美冶が鴻蔵家へ引き取られてから一か月。髪を整えてもらい、勉強を教わり、服や食事まで与えてもらった彼女は、今度こそ自分が家族の役に立とうと考えます。

ところが、靴を磨こうとすれば、まりかとありさは美冶に似合う靴の選定会を開始。てるまで靴職人を呼び、最終的にはガラスの靴まで用意されました。

恩返しを申し出たはずが、どうしてプレゼントが増えているんだ(笑)。美冶の慎ましい願いを、鴻蔵家の財力と過保護が毎回パワーで押し流していきます。

新しい洋服の整理を手伝おうとしたときも、美冶自身が着せ替えられる側になりました。ただし、姉たちは好みを一方的に決めず、美冶が自分で好きな服を選べるように導いています。

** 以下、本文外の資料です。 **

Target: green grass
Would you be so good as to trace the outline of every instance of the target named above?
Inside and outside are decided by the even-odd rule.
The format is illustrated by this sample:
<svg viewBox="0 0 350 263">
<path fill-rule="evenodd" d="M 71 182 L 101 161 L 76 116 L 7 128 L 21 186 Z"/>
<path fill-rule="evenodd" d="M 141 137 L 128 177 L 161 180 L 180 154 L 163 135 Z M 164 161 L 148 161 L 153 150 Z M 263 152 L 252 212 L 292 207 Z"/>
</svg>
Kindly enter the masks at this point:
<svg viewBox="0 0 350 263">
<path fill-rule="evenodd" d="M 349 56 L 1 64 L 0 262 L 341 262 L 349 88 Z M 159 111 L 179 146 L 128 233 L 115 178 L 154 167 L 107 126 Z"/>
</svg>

似合う服を着せたい。でも、本人の意思も大切にしたい。見た目は悪役令嬢一家なのに、子育ての解像度がやたら高いんですよ、この家族。

美冶はなぜ恩返しにこだわるのか

美冶が恩返しにこだわるのは、鴻蔵家の愛情を「家族なら自然に受け取ってよいもの」と思えず、返さなければならない恩として数えているからです。

美冶は妾の子であることに負い目を感じ、本家では嫌われる覚悟をしていました。実際には温かく迎えられたものの、自分が無条件に愛される存在だとは、まだ信じ切れていません。

髪を整えてもらえば、姉の時間を奪ってしまった。勉強を教われば、手間をかけさせてしまった。服や食事を受け取れば、返すべき借りが増えた。

美冶の心の中では、好意を受け取るたびに帳簿の数字が膨らんでいきます。役に立てなければ、いつか見放される。その恐れが、恩返しを急がせているのです。

だから美冶は、名護へ家族の好きな物を尋ねました。相手が確実に喜ぶ正解を知り、失敗しない贈り物を用意しようとしたのでしょう。

名護は具体的な答えを教えませんでした。家族が喜ぶのは値段の高い物でも、好みに完全一致した物でもなく、美冶が自分たちを思って選んだ物だからです。

そこで美冶が作ったのが、家族で食べる菓子として本で知ったアップルパイでした。誰かに命じられた品ではなく、美冶自身が「この人たちと食卓を囲みたい」と考えて選んだ、初めての贈り物です。

まりかたちが喜んだのは、パイがおいしかったからだけではありません。美冶が自分たちを、恩を返すべき相手ではなく、一緒に喜びを分けたい家族として見てくれたことが嬉しかったのです。

美冶はなぜてるに抱きしめられて泣いたのか

アップルパイを振る舞ったあと、美冶はまりかとありさから、次の段階として屋敷の外へ踏み出す話を聞かされます。

しかし美冶は、それを住み込みの丁稚奉公へ出されるのだと勘違いしました。実際に待っていたのは学校への入学でしたが、美冶には「もう鴻蔵家から離れなければならない」という別れの宣告に聞こえたのです。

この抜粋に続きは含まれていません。